My name is Haoyan Duan , and I am a Chinese first-year BA Architecture student at the Manchester School of Architecture. I have a strong interest in site- and landscape-led design, and in the relationship between architecture, historical context and user experience. I aim to further develop my spatial thinking and technical skills throughout my studies, and to pursue an environmentally and socially responsible design approach. I am proficient in Photoshop and SketchUp, using them for visual communication, architectural collage and three-dimensional modelling to support design development.
Posted 3 Mar 2026 14:34
Session 6: Collaborator Meeting and Workshop Planning
This week’s session focused on our meeting with the collaborator and on clarifying how the upcoming workshop should be structured. It was a useful discussion that helped us move from vague ideas towards something more organised and realistic.
A key part of the conversation was about participation. While the ideal number would be around fifteen people, we discussed that the main requirement from the university’s point of view is to have at least eight participants over the age of eighteen. This brought ethics and safeguarding into the discussion, especially around how information will be collected, explained, and stored safely. It was a reminder that community engagement is not only about generating ideas, but also about making sure the process is responsible and well managed.

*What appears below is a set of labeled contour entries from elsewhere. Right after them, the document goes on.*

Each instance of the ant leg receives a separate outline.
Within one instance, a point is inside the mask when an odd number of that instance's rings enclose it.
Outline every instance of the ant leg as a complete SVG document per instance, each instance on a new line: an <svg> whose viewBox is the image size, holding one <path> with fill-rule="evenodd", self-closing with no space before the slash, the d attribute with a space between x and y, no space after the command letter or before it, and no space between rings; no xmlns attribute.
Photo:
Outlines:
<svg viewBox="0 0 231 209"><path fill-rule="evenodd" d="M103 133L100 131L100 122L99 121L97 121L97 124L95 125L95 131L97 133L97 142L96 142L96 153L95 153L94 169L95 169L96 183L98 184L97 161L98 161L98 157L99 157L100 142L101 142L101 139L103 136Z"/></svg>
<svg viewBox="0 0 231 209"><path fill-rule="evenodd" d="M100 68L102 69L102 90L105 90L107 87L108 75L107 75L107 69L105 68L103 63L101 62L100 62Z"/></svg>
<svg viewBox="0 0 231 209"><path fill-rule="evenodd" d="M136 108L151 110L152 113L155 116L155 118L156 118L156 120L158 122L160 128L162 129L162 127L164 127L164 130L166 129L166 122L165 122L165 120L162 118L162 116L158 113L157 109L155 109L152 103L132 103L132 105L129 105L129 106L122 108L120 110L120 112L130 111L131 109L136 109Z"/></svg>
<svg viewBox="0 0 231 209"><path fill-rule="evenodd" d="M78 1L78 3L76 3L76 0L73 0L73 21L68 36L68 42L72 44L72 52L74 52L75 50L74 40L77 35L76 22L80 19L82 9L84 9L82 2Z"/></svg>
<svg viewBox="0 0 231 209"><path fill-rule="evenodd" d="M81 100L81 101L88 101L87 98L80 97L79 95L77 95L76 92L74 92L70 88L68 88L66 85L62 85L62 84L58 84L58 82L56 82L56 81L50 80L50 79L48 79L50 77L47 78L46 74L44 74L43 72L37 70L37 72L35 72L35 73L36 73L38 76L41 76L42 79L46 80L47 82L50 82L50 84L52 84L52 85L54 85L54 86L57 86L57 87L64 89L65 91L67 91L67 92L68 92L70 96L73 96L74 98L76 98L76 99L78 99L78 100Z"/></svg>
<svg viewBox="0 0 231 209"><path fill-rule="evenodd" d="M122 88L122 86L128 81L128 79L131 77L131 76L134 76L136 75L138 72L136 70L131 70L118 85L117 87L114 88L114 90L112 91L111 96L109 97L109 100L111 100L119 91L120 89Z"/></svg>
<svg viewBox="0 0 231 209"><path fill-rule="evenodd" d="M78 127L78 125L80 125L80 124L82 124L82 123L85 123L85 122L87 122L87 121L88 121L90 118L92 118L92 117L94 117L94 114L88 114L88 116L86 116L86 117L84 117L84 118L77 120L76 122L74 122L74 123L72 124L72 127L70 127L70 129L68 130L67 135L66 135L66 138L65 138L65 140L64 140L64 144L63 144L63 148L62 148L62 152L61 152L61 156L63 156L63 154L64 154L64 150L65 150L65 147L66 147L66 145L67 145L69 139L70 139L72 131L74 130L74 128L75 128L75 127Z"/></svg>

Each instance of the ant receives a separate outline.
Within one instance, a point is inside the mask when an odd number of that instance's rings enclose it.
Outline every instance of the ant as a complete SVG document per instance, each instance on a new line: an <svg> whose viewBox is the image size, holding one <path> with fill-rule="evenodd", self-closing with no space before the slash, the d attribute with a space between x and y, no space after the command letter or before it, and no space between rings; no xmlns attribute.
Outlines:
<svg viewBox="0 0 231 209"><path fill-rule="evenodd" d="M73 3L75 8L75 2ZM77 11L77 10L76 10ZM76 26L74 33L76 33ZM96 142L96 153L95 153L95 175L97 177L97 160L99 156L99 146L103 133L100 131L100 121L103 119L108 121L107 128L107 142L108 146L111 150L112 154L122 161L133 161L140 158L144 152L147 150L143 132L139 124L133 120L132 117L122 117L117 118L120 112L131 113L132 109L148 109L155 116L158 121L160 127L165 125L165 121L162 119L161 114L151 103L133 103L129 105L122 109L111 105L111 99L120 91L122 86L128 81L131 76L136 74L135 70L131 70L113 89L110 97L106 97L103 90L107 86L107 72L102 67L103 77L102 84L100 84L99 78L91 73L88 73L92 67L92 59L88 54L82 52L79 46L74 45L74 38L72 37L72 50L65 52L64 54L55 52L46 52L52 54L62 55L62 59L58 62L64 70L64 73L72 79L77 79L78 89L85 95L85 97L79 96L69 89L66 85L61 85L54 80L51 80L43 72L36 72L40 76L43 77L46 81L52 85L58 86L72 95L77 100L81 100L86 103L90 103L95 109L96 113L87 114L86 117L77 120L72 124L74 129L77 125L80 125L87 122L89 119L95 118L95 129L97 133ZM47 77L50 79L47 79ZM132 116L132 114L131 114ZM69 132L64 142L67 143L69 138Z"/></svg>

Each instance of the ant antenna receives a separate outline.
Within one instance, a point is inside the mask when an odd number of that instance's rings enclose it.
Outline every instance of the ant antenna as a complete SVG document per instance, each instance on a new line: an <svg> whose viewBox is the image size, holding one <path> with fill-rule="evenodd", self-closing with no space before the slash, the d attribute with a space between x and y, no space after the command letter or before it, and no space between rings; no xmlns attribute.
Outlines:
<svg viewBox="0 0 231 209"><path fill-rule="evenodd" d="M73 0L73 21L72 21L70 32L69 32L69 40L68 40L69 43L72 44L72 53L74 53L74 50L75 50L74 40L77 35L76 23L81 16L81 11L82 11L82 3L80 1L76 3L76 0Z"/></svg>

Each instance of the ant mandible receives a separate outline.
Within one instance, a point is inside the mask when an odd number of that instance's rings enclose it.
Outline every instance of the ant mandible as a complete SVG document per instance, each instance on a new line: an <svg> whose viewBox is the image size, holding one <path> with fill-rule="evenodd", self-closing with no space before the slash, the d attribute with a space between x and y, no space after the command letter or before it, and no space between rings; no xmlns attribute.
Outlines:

We also talked through how we want to present our ideas during the workshop. Rather than arriving with a fixed proposal, we agreed that it would be better to keep things open and allow participants to shape the direction of the project. Floor plans, site images and precedent references were suggested as useful tools to help people visualise possibilities and respond more easily. We also discussed print formats and how large the plans should be, thinking about how people could interact with them through stickers, notes or annotations.
One of the most interesting parts of the discussion was around the actual purpose of the space. Although the project is connected to a church setting, the conversation raised the possibility that the final outcome may be more community-focused than strictly religious. This felt important, as it showed that the brief is still developing and that the workshop will play a real role in defining what the project becomes.
By the end of the session, tasks were becoming clearer. Images and screenshots from the meeting were being shared, a written summary was planned, and responsibilities for the blog post and follow-up were assigned. Overall, this meeting helped us feel more prepared and more aligned as a group.
A productive and necessary step forward. Less about final answers, more about setting up the right questions.